Now this, too, is something pro builders have been doing for a long period using calc fields as well as/or scripts. FileMaker Professional 11 makes it increasingly easy before, but it photos requires some setup as well as the writing of a formula formula, and I think it’s still a little beyond the reach of the average FileMaker user. Knowledgeable developers will be many grateful for this fresh feature, since it eradicates much of the function they used to are related to achieve the exact same result.

Other improvements found exclusively in FileMaker Pro Advanced include a modest simplification of the Custom Menus dialogs and to be able to copy/paste and/as well as import custom functions.

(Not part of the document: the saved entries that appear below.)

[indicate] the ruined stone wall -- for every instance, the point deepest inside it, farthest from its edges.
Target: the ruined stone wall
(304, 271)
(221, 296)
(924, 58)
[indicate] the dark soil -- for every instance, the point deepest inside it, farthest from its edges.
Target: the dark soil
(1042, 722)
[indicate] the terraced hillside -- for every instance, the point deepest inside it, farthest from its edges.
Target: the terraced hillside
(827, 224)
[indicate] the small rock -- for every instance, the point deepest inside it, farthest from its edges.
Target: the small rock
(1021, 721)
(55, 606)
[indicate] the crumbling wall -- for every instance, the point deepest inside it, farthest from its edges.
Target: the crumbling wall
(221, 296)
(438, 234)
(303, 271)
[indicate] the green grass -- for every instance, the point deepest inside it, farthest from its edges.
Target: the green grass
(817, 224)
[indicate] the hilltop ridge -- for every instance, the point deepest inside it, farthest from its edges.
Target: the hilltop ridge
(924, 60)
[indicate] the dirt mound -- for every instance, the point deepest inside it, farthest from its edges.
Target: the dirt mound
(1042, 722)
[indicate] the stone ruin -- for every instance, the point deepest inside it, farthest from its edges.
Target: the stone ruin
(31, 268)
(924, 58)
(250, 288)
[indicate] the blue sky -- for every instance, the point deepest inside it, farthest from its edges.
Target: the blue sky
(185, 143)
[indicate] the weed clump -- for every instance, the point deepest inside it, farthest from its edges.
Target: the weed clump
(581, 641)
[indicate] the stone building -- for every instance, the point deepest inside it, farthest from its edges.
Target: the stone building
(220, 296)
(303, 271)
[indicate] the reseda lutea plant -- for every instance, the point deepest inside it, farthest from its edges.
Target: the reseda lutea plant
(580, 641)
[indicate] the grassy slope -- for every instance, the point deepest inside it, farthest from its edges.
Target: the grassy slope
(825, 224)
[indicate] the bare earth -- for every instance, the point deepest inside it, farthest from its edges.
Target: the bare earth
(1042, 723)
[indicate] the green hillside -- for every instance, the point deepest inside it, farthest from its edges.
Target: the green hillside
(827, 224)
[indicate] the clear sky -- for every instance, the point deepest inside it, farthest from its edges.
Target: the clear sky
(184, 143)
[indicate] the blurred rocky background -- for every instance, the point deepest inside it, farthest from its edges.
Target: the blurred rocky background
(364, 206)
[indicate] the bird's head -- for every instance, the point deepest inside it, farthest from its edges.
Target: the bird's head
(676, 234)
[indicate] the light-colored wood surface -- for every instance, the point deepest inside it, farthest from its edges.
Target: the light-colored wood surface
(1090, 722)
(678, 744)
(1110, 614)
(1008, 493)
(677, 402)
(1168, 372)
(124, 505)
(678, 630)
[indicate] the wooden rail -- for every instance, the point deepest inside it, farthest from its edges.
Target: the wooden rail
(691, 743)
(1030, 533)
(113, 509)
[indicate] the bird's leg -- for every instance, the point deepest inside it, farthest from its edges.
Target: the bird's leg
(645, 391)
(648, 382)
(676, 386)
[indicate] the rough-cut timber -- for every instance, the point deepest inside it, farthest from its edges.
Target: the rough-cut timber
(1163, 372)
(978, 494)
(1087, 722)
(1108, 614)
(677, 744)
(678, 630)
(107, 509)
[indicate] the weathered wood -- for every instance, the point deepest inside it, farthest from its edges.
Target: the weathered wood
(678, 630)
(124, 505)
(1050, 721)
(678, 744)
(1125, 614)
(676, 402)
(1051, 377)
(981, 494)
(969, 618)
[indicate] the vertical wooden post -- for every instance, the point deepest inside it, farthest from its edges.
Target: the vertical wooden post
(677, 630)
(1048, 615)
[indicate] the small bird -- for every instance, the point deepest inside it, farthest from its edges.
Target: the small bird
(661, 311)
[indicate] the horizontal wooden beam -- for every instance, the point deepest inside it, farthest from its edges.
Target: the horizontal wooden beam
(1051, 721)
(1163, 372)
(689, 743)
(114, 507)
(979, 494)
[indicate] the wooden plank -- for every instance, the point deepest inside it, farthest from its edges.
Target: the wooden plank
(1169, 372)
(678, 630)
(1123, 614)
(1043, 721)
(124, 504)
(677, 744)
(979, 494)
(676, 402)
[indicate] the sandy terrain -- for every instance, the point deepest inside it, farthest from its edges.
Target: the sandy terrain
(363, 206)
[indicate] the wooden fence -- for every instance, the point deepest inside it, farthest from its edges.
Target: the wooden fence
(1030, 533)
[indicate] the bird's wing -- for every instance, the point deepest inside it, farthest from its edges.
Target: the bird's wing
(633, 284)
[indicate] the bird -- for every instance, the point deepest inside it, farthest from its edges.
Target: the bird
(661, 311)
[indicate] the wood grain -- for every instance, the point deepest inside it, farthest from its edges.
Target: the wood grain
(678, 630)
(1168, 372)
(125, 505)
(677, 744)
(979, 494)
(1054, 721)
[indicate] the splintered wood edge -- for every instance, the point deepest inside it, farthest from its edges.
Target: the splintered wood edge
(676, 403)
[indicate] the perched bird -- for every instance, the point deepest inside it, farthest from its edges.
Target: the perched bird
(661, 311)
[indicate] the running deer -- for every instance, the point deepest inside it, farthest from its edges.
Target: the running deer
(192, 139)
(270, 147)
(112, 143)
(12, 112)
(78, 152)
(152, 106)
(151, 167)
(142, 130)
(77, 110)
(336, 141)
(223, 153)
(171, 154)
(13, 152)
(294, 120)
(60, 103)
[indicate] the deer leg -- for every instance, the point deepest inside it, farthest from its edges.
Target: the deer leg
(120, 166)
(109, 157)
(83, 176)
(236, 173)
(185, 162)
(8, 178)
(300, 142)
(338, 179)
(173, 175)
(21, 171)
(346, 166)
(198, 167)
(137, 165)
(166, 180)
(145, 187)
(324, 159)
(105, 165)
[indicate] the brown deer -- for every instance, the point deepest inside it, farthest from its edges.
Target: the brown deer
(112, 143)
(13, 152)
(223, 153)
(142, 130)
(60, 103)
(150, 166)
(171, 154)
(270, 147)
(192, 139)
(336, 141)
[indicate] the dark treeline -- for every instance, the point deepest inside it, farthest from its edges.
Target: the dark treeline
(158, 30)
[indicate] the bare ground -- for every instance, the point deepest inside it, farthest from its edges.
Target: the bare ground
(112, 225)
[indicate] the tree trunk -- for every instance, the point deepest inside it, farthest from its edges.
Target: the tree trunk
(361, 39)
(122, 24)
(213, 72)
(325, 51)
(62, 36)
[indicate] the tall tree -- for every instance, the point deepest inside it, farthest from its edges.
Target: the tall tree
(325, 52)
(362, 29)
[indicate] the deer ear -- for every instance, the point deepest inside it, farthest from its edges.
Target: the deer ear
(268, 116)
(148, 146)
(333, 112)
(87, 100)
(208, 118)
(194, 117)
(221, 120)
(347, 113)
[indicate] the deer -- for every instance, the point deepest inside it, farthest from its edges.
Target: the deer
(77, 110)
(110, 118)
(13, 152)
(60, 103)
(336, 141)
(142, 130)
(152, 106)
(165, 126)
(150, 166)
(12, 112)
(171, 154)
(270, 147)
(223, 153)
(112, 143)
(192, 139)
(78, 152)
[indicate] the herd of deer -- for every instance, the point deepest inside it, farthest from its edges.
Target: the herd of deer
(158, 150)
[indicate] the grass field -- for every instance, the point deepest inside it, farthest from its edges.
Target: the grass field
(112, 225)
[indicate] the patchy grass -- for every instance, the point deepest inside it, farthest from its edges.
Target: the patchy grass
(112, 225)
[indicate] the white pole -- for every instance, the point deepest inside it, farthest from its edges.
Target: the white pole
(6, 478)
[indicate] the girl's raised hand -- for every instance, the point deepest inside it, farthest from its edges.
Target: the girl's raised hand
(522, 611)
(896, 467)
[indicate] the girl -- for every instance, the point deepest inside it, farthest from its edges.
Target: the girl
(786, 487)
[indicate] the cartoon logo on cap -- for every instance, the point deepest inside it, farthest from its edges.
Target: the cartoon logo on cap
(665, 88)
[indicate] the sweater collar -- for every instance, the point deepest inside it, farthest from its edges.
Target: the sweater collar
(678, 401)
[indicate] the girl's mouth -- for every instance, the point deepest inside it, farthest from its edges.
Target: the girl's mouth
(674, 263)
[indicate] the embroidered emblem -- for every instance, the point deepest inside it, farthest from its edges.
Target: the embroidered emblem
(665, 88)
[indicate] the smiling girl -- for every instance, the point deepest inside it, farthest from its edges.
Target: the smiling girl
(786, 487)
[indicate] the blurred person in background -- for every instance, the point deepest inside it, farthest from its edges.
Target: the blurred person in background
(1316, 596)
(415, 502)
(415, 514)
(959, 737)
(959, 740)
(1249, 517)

Perhaps the best news for programmers in FileMaker Pro eleven is that the databases file format remains .fp7, the format released years ago with version 7. In other words and phrases, FileMaker Pro 11 doesn't require you to upgrade all your existing databases if you don’t want for this immediately.

Our buying advice

FileMaker Pro 11 is a solid upgrade with one really thrilling new feature (charts) along with a whole slew of more modest but nonetheless delightful improvements. If your data source needs are very straightforward indeed, you should look at FileMaker Inc’s consumer database product, Bento. In order to share a database, should you be building a relational databases, or if you just need the more advanced scripting and other capabilities found in FileMaker Seasoned or FileMaker Pro Innovative, then this new model of FileMaker Pro gives Mac (and Windows) customers the best combination associated with power and ease useful you’ll find anyplace. And if you’ve been using spreadsheets to list data because you observed the spreadsheet user interface easier to understand or perhaps because you needed in order to chart your data, well, you really ought to take a look at FileMaker Pro 11. You could never launch a spread sheet again.